Get to know the musicians — and music — behind VOLTA, Cirque du Soleil’s latest show

By Keegan Morris |

Share this Post

"I saw my first Cirque du Soleil show when I was about 10 years old," recalls percussionist and band leader Ben Todd ahead of a recent performance. "I'd already been playing drums for quite a while before then, but something about seeing a live band with the acrobatics on stage and being in this unique environment of a Big Top, everything kind of just fell into place. I just thought immediately after seeing the show 'I want to be a part of something like this.' So from then onwards, it was kind of always my goal to one day get a job with Cirque du Soleil."

Finnish violinist and vocalist Camilla Bäckman had a very different entrance into Cirque. She grew up in a musical household. A classically-trained violinist with dual master's degrees from Helsinki's Sibelius Academy, Bäckman reveals a love for many different genres of music — classical composers like Sibelius and Rachmaninoff for sure, but also pop, rock, jazz, and more. She shares that she auditioned for Cirque on a whim, and after some deliberation, accepted their offer. As she puts it, "I ran away with the circus, and life definitely changed after that.

Both Camilla Bäckman and Ben Todd have been with the production since day one — they got to be part of the creation of the show as composer Anthony Gonzalez (who is known for his film scores and for his electropop project M83) created the show's eclectic score. Todd counts a wide array of influences in VOLTA's music; [Gonzalez] is bringing in very contemporary sounds — digital synthesizers, but also a lot of influence of analog synthesizers and his love for that kind of retro, '80s pop feel and sound. But also, he is extremely talented using the orchestral palette as well."

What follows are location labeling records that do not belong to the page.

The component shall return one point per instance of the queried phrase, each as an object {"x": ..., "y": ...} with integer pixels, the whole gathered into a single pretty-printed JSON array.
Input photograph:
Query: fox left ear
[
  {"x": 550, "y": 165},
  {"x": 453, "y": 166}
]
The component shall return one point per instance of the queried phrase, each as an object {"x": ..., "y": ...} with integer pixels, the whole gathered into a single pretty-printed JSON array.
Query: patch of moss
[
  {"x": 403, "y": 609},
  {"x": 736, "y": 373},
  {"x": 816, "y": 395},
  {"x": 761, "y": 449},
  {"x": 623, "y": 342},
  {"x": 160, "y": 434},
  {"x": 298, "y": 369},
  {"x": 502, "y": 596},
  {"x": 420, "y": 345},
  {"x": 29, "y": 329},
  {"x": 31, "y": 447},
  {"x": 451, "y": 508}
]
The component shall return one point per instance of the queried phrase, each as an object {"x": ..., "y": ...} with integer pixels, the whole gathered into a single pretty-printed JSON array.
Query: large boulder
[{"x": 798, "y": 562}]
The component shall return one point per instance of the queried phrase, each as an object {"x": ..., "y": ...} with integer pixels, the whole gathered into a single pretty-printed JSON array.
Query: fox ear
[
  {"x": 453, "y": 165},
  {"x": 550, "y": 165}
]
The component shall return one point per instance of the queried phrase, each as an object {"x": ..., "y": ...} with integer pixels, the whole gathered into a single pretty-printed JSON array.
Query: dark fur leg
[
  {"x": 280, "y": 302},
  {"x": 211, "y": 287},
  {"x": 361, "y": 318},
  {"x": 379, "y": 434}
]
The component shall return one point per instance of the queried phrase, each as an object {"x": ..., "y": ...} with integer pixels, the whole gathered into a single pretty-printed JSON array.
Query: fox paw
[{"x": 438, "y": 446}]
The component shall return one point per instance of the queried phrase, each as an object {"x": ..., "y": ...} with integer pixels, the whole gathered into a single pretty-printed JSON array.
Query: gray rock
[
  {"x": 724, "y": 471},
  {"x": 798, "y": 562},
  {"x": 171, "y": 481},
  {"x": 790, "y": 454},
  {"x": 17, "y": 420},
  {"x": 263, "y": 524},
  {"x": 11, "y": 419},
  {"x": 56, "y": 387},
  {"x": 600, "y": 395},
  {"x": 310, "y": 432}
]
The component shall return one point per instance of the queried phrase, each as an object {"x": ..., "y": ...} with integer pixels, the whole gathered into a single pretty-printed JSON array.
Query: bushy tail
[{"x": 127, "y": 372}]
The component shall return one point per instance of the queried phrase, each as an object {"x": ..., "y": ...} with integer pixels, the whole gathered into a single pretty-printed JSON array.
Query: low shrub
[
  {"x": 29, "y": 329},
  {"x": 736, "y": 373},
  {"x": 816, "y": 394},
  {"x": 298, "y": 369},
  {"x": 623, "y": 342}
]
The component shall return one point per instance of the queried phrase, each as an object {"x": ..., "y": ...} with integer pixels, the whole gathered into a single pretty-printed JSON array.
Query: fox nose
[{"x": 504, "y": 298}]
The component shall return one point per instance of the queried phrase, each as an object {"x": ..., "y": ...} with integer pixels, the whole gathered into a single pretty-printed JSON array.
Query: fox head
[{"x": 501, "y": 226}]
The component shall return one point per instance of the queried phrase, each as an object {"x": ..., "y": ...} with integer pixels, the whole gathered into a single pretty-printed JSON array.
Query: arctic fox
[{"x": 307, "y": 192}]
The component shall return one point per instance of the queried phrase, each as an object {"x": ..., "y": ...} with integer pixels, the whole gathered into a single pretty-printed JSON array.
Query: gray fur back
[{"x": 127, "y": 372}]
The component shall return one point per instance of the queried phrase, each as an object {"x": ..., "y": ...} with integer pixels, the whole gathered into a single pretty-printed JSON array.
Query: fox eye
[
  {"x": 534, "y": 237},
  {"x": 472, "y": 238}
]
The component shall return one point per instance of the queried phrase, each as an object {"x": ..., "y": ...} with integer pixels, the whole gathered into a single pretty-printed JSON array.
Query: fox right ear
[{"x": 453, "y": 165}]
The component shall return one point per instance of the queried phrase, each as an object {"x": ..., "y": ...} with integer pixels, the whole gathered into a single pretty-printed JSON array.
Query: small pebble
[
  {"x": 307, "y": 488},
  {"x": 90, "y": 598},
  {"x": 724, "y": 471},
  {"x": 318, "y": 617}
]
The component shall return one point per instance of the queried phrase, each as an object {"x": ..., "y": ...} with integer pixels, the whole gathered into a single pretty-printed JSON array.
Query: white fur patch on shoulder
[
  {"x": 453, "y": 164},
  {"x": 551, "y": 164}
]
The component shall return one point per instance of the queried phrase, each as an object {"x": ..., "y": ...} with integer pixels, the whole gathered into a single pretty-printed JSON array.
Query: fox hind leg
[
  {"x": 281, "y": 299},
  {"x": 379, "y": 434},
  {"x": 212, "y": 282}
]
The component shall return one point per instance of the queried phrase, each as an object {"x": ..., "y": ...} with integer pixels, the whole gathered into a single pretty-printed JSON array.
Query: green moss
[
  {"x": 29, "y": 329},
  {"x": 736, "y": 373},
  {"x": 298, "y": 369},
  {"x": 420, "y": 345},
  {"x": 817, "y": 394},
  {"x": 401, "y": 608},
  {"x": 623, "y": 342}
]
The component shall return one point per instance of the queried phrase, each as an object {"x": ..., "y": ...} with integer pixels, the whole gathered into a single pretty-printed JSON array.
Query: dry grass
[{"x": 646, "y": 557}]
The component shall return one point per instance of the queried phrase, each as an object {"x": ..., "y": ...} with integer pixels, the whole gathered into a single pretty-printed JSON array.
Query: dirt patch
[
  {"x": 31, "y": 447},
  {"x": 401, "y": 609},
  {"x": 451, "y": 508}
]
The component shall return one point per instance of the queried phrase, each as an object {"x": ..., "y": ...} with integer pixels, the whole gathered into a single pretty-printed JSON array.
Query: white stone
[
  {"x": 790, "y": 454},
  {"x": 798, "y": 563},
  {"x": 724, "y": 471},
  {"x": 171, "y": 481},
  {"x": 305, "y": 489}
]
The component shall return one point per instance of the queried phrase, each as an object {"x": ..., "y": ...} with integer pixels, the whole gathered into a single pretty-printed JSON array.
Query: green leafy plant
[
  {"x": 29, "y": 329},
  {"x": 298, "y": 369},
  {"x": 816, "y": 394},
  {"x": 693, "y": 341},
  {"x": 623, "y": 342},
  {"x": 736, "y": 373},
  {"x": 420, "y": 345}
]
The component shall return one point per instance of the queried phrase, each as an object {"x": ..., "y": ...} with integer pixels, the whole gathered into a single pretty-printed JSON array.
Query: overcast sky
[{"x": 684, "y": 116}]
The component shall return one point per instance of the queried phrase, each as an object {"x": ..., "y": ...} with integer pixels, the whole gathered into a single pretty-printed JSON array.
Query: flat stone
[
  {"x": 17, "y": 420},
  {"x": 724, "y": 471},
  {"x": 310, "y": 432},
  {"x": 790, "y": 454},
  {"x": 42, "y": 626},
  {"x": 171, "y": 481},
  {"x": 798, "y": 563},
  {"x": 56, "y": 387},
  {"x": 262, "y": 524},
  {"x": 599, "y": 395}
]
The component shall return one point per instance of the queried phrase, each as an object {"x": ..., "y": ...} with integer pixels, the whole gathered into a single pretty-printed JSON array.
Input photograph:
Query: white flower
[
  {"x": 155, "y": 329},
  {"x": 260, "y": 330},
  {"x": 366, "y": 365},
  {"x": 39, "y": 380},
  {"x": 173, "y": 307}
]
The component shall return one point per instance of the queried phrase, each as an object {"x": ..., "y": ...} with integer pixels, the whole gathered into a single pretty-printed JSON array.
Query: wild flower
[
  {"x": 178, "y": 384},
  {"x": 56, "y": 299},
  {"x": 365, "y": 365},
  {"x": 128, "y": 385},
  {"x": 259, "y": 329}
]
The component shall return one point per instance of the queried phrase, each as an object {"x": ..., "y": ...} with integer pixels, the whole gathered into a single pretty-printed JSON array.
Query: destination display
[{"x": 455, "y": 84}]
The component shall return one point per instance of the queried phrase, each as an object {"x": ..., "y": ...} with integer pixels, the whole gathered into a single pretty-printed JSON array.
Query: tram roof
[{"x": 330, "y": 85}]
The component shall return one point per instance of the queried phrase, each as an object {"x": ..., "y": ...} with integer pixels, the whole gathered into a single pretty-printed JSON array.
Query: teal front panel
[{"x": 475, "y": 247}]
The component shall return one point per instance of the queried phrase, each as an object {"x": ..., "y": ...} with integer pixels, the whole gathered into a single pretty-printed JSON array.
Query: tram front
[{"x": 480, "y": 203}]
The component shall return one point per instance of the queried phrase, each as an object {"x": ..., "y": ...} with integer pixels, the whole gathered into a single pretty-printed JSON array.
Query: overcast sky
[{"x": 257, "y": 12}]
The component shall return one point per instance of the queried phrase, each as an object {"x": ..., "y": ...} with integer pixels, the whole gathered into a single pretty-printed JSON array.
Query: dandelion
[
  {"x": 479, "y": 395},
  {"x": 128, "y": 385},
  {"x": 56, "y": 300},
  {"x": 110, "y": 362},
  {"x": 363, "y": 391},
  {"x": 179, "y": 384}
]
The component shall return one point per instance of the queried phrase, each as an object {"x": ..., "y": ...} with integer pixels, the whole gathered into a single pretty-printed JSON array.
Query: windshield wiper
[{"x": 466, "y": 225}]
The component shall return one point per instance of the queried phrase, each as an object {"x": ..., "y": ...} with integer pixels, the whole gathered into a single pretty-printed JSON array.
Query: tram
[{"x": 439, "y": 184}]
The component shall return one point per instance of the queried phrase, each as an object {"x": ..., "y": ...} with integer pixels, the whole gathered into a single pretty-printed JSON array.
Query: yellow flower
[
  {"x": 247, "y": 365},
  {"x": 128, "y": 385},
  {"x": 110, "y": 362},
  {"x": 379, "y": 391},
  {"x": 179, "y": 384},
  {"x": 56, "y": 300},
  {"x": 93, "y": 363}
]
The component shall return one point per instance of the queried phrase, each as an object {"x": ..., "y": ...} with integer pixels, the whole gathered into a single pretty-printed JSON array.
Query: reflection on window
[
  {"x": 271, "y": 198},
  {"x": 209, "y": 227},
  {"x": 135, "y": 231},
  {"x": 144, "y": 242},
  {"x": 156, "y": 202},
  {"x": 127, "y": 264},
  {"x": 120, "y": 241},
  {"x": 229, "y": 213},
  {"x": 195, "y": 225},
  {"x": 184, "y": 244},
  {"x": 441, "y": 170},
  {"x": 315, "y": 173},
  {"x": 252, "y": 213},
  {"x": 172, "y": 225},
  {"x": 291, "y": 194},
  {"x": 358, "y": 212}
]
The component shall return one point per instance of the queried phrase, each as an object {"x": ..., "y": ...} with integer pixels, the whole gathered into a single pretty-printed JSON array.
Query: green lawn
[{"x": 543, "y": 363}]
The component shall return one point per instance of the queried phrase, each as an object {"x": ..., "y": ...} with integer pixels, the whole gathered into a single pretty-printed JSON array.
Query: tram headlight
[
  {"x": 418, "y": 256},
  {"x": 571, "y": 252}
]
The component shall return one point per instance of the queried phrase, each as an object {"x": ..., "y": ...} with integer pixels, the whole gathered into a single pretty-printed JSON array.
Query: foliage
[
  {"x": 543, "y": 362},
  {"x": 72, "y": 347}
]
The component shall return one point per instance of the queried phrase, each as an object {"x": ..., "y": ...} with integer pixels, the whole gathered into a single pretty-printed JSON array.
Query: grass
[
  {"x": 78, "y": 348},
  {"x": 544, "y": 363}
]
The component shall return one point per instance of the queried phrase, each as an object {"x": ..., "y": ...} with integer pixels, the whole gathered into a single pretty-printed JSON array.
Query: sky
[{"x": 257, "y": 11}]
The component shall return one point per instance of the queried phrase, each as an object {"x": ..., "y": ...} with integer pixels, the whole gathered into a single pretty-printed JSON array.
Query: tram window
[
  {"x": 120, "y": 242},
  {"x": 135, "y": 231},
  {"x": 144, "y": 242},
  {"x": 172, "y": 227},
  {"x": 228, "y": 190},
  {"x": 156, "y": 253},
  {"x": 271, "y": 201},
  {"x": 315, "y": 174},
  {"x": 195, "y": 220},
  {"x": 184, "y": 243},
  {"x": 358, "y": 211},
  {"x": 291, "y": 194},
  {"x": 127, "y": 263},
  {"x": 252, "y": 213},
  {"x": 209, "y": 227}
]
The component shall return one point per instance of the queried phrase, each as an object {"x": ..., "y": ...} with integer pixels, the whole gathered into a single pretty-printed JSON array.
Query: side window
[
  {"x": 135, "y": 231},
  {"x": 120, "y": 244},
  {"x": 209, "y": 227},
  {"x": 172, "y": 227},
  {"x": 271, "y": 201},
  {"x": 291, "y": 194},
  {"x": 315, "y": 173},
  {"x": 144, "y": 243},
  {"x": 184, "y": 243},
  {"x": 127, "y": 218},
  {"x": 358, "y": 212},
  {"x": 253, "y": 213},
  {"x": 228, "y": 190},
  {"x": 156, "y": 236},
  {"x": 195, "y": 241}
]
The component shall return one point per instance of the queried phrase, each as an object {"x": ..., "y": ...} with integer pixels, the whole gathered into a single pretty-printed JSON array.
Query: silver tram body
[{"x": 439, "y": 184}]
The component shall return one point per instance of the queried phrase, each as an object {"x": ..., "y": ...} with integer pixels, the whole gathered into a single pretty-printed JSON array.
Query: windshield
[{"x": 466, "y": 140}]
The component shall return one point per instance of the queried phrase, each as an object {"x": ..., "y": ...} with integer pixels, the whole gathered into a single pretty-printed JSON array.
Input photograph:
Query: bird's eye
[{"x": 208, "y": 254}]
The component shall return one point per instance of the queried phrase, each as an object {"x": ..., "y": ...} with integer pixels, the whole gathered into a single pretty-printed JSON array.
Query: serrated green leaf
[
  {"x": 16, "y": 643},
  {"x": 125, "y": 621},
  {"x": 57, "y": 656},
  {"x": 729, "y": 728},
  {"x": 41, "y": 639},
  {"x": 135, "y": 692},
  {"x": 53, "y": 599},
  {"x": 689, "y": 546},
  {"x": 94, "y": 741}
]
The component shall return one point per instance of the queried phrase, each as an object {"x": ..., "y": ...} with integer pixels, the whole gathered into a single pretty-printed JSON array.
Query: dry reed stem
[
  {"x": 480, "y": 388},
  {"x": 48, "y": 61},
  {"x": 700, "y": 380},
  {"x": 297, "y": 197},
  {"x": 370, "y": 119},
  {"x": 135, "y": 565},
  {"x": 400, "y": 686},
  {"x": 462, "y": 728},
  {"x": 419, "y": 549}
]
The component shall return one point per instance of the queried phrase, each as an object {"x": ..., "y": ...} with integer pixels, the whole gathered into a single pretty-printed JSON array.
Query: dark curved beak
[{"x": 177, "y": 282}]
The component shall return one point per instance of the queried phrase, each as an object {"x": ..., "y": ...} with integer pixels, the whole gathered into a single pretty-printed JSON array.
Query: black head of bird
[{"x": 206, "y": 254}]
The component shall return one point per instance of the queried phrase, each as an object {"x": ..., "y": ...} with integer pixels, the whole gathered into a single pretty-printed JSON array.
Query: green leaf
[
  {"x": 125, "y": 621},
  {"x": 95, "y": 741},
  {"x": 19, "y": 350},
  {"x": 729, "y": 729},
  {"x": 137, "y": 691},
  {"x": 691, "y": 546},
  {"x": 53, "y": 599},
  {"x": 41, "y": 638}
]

Through solos and improvisation, Bäckman reflects that the artists build an emotional connection with and a sense of artistic ownership over the score. In one particularly charged moment of the show, she appears in the audience after a blackout and gives an extended violin solo a mere feet from audience members as she walks through the aisles. "It's a special moment," she shares. "I know some people who have started violin after this show. That is just amazing and very inspiring to hear."

At the end of the day, Todd and Bäckman agree that inspiration is the name of the game. Maybe it's an audience member's first time seeing a violin in action, or their first time seeing the wizardry of acrobatics. In any case, these artists share that they feel humbled by the responsibility and opportunity to share music in this wholly distinctive and electric environment.